All of us know of Mahatma Gandhi’s and Martin Luther King Jr.’s success with nonviolent action. Sider contends and gives evidence that there are scores and scores of other instances of nonviolent victories over dictatorships and oppression in the last century. Sider quotes Leonidas Pranao: “There are only two invincible forces in the twentieth century—the atom bomb and nonviolence.” So, in light of the increasing violence, bloodshed, genocide, and destruction in our world today, Sider urges every Christian, whether a pacifist or not, to explore the possibilities of nonviolent action as a way to pursue peace and justice.

Part I is devoted to proving that nonviolent action works. Sider reviews some of the early history of nonviolence, the efforts of Gandhi to bring independence to India, the nonviolent civil rights campaign of Martin Luther King, Jr., the Witness for Peace movement’s influence for good in Nicaragua, and nonviolent revolution in the Philippines. Part II examines the role that nonviolent action played in defeating the Soviet Empire with separate chapters on Cardinal Wojtyla and the Solidarity movement in Poland and on Christian Führer along with other Christians who prayed and protested nonviolently in East Germany.

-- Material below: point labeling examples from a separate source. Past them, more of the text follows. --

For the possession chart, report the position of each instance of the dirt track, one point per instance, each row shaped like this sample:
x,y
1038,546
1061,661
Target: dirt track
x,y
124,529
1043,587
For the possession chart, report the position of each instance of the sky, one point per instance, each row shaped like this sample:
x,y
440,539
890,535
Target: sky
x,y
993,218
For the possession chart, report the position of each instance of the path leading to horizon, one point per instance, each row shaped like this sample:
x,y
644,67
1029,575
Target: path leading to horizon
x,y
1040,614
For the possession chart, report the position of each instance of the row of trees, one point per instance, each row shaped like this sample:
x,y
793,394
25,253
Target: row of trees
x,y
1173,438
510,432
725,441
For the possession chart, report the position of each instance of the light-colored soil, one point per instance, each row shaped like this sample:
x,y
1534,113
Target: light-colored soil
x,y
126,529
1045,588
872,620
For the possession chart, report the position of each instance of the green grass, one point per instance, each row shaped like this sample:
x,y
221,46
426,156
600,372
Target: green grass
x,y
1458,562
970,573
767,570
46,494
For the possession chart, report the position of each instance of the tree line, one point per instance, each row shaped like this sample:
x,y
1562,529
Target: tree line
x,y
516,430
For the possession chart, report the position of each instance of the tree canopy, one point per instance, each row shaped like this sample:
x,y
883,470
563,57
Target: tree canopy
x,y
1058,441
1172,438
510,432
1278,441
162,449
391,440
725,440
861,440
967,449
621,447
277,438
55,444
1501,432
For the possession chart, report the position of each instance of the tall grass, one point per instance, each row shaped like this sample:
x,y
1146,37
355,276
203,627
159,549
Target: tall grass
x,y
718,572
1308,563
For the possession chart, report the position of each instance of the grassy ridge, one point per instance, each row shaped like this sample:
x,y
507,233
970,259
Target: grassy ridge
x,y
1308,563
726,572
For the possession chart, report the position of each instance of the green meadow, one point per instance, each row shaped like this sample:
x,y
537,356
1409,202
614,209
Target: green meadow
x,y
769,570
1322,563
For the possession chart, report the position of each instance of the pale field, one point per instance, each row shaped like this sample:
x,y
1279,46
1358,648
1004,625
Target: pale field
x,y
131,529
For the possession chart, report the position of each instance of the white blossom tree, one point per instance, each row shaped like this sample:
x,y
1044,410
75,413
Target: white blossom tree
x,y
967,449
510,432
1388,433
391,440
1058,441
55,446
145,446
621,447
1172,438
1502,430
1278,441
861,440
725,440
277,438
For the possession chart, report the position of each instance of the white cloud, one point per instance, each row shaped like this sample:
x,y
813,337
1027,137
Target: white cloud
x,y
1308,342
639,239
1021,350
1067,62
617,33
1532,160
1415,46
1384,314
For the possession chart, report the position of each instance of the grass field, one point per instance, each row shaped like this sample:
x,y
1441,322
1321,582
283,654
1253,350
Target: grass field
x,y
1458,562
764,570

Part III covers more recent victories for nonviolent action with separate chapters on the women of Liberia helping overthrow the dictator, Charles Taylor, the major role of nonviolence movements in the Arab spring where two countries formerly ruled by dictators held the first free elections in their history, and the creation of numerous new peacemaker teams that have emerged “to expand the use of nonviolent ways to reduce conflict in violent situations” (141). Sider makes no claims for this to be a full history of nonviolent action, of course, but it is sufficient evidence that nonviolent action can and does often work.

Part IV is where Sider calls Christians to action. He declares that the Christian community has never tested the full range of possibilities of nonviolent resistance to injustice and oppression in a sustained, carefully organized, and solidly financed way (157). Neither has any other community. He gives compelling reasons why Christians should explore nonviolent alternatives. He stakes out common ground for pacifists and non-pacifists. The final chapter is the most sobering of all. He reminds us that nonviolent struggle against war will be a long and costly battle. Sider’s work is a clarion call. May it arouse the church out of its lethargy and turn us from false means of reformation.


This review originally appeared in Stone-Campbell Journal 19, no. 2 (Fall 2016). It is reproduced in Christian Ministry and Missions blog with the kind permission of Dr. William R. Baker, editor of Stone-Campbell Journal. Many thanks to Baker Publishing Group for making the following book, which I recommend highly, available for review: Sider, Ronald J. Nonviolent Action: What Christian Ethics Demands But Most Christians Have Never Really Tried. Grand Rapids, MI: Brazos Press, 2015. 208pp. $22.00.